Matt Britzman, senior equity analyst at Hargreaves Lansdown, said: “AMD has achieved a breakthrough with OpenAI, demonstrating that its next-generation chips are a viable alternative for the industry’s largest AI workloads. However, Nvidia still maintains an edge because its offering spans the full data centre stack, from chips to networking and software”.

The agreement has been structured to ensure that OpenAI actively deploys AMD hardware, rather than simply taking the stock warrants.

Vesting occurs in tranches, beginning with the initial one-gigawatt installation, and scaling up to the full six-gigawatt commitment.

This approach aligns the interests of both firms: OpenAI secures long-term access to newly developed AI processors, while AMD gains a committed client for multiple chip generations.

Implications for the AI hardware sector

Historically, Nvidia has dominated the AI accelerator market, with estimates suggesting it controls more than 90 per cent of data centre GPU shipments.

The AMD-OpenAI partnership offers AMD a high-profile entry into this space, providing it with a foothold among the world’s leading AI developers.

“This deal is significant for AMD’s strategy in AI infrastructure” said Jean Hu, AMD’s chief financial officer. “It creates meaningful strategic alignment and is expected to deliver substantial revenue while helping accelerate OpenAI’s AI buildout”.

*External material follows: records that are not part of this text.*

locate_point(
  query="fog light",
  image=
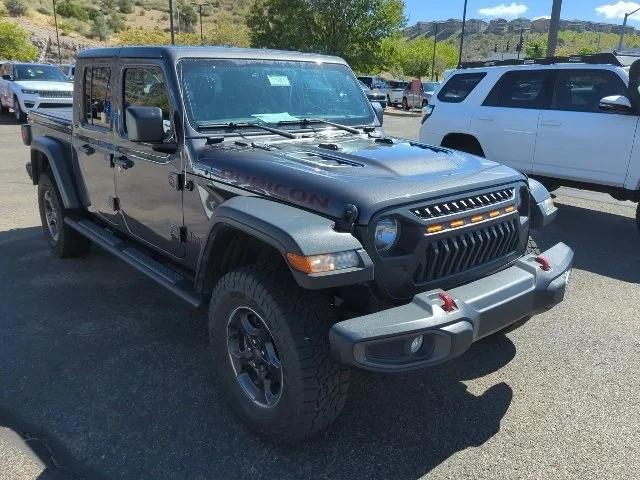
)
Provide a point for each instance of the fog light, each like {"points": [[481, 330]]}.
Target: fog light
{"points": [[416, 344]]}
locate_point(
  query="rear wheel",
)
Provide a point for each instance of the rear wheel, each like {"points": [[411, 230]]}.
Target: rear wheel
{"points": [[63, 240], [270, 344]]}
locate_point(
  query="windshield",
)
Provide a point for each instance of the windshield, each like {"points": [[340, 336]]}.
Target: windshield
{"points": [[39, 72], [218, 92], [430, 86]]}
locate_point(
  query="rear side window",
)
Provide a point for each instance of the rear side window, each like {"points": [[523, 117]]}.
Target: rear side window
{"points": [[459, 87], [97, 97], [582, 90], [522, 89]]}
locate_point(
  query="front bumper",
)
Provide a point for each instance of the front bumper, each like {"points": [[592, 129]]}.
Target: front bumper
{"points": [[381, 341]]}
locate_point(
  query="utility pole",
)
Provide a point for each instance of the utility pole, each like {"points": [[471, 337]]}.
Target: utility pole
{"points": [[464, 20], [433, 59], [554, 26], [55, 21], [624, 27], [173, 39]]}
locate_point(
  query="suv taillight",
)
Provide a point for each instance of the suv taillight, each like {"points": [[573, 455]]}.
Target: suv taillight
{"points": [[427, 111]]}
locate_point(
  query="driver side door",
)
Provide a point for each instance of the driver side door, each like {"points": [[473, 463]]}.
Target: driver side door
{"points": [[576, 139]]}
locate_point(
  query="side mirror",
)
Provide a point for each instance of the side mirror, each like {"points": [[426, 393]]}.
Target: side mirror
{"points": [[377, 107], [144, 124], [616, 104]]}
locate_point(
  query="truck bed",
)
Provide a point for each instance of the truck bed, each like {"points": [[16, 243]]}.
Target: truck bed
{"points": [[56, 119]]}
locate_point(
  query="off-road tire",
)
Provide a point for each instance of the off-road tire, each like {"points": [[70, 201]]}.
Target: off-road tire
{"points": [[314, 386], [21, 117], [68, 243]]}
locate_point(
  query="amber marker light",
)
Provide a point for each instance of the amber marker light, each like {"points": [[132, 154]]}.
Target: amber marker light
{"points": [[325, 262]]}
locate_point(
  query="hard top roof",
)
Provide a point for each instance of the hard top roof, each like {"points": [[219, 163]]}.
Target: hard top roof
{"points": [[175, 53]]}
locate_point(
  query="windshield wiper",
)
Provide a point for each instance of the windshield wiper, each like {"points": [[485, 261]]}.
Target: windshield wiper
{"points": [[233, 125], [309, 121]]}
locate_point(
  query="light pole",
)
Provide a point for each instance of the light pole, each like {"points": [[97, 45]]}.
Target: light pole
{"points": [[464, 20], [55, 21], [554, 26], [173, 39], [624, 27]]}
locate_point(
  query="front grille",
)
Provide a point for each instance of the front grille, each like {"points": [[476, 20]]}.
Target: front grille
{"points": [[54, 94], [464, 204], [451, 255]]}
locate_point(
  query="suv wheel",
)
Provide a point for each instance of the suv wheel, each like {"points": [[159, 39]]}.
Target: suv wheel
{"points": [[17, 111], [270, 344], [63, 240]]}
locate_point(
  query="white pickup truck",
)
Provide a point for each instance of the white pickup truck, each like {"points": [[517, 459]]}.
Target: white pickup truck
{"points": [[27, 86], [565, 121]]}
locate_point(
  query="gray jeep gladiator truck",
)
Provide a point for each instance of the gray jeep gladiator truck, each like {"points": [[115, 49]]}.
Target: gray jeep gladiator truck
{"points": [[262, 184]]}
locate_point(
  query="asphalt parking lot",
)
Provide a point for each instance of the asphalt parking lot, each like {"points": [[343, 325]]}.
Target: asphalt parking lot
{"points": [[103, 375]]}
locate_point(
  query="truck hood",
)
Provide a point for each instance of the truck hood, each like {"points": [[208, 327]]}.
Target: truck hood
{"points": [[44, 85], [326, 175]]}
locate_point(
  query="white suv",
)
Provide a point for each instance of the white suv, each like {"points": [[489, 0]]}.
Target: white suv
{"points": [[27, 86], [565, 121]]}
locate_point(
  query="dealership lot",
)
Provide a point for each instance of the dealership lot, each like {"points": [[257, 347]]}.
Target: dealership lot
{"points": [[103, 382]]}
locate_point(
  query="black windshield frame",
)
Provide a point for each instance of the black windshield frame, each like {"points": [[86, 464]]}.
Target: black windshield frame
{"points": [[200, 106]]}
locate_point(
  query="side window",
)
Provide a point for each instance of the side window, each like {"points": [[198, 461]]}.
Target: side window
{"points": [[97, 97], [522, 89], [459, 87], [582, 90], [146, 87]]}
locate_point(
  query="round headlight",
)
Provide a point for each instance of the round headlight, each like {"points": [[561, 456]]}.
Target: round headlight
{"points": [[386, 234]]}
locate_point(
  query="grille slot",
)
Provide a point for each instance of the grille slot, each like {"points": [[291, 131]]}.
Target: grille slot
{"points": [[459, 205], [451, 255]]}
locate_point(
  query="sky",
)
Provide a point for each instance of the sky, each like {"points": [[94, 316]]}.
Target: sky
{"points": [[611, 11]]}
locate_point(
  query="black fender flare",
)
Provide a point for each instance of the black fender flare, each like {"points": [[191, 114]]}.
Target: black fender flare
{"points": [[542, 214], [58, 155], [289, 230]]}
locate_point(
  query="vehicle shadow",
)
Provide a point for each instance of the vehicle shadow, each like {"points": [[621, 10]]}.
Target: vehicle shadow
{"points": [[604, 243], [115, 375]]}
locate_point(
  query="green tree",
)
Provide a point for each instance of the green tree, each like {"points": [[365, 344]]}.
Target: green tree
{"points": [[352, 29], [15, 8], [15, 43]]}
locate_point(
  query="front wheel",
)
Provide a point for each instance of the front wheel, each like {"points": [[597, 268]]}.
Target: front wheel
{"points": [[270, 344], [17, 111]]}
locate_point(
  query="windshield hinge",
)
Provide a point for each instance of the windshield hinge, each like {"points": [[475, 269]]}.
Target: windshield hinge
{"points": [[179, 182]]}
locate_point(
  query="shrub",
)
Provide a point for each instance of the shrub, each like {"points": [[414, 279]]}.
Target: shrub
{"points": [[16, 8], [72, 9], [15, 43]]}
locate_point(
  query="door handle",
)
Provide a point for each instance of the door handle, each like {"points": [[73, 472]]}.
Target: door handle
{"points": [[123, 162], [87, 149]]}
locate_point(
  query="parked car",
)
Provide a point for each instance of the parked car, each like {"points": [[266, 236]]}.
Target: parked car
{"points": [[27, 86], [319, 244], [397, 92], [417, 94], [374, 96], [376, 84], [568, 121]]}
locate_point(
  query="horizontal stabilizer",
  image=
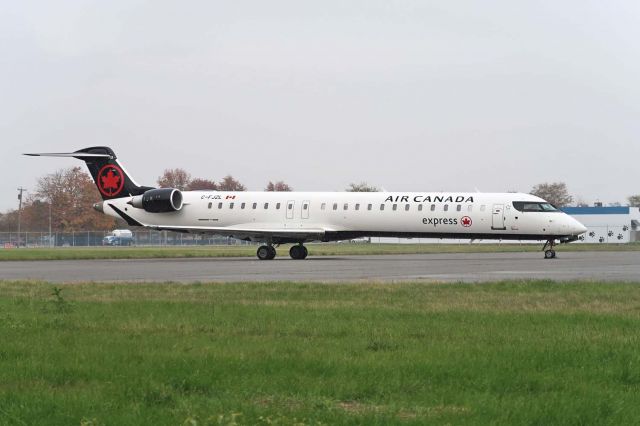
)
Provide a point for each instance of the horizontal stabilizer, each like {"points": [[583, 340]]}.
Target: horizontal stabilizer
{"points": [[68, 154]]}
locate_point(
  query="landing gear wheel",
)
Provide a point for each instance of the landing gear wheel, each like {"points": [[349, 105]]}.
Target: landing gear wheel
{"points": [[298, 252], [266, 252], [550, 253], [272, 252]]}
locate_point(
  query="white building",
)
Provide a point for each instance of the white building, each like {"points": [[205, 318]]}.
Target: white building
{"points": [[608, 224]]}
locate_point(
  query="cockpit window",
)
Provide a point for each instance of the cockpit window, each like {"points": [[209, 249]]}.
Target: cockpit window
{"points": [[528, 206]]}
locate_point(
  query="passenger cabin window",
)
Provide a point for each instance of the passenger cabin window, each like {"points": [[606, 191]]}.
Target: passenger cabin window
{"points": [[526, 206]]}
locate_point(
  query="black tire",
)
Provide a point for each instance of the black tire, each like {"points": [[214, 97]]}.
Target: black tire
{"points": [[298, 252], [263, 253], [272, 252]]}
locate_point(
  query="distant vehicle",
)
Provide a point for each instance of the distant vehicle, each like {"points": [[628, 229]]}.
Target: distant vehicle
{"points": [[274, 218], [119, 237]]}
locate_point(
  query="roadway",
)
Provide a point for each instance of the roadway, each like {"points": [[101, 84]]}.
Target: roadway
{"points": [[468, 267]]}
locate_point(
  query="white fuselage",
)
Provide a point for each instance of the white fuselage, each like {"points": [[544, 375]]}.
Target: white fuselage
{"points": [[330, 216]]}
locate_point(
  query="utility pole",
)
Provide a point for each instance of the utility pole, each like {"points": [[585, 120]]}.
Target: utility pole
{"points": [[49, 222], [21, 190]]}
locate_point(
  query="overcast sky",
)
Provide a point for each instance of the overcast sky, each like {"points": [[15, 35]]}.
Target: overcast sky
{"points": [[409, 96]]}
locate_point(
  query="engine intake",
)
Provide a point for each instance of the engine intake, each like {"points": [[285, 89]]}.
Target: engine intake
{"points": [[161, 200]]}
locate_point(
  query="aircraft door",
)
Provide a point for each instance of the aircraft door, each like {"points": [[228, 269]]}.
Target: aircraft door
{"points": [[497, 217], [290, 208]]}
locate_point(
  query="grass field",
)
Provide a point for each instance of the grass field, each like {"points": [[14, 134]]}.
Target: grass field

For OpenAI, the arrangement offers financial flexibility. Instead of paying upfront for equity stakes in a supplier, the performance-based warrant allows the company to acquire potential ownership in AMD through the achievement of deployment milestones.

The structure also demonstrates how AI infrastructure agreements are evolving beyond traditional vendor relationships, with customers gaining influence over technology roadmaps and potential financial stakes in their suppliers.

OpenAI is simultaneously pursuing a multi-pronged hardware strategy.

In addition to partnerships with AMD and Nvidia, the company is also developing its own custom chips in collaboration with Broadcom and has committed to purchasing $300bn in computing capacity from Oracle over the next five years.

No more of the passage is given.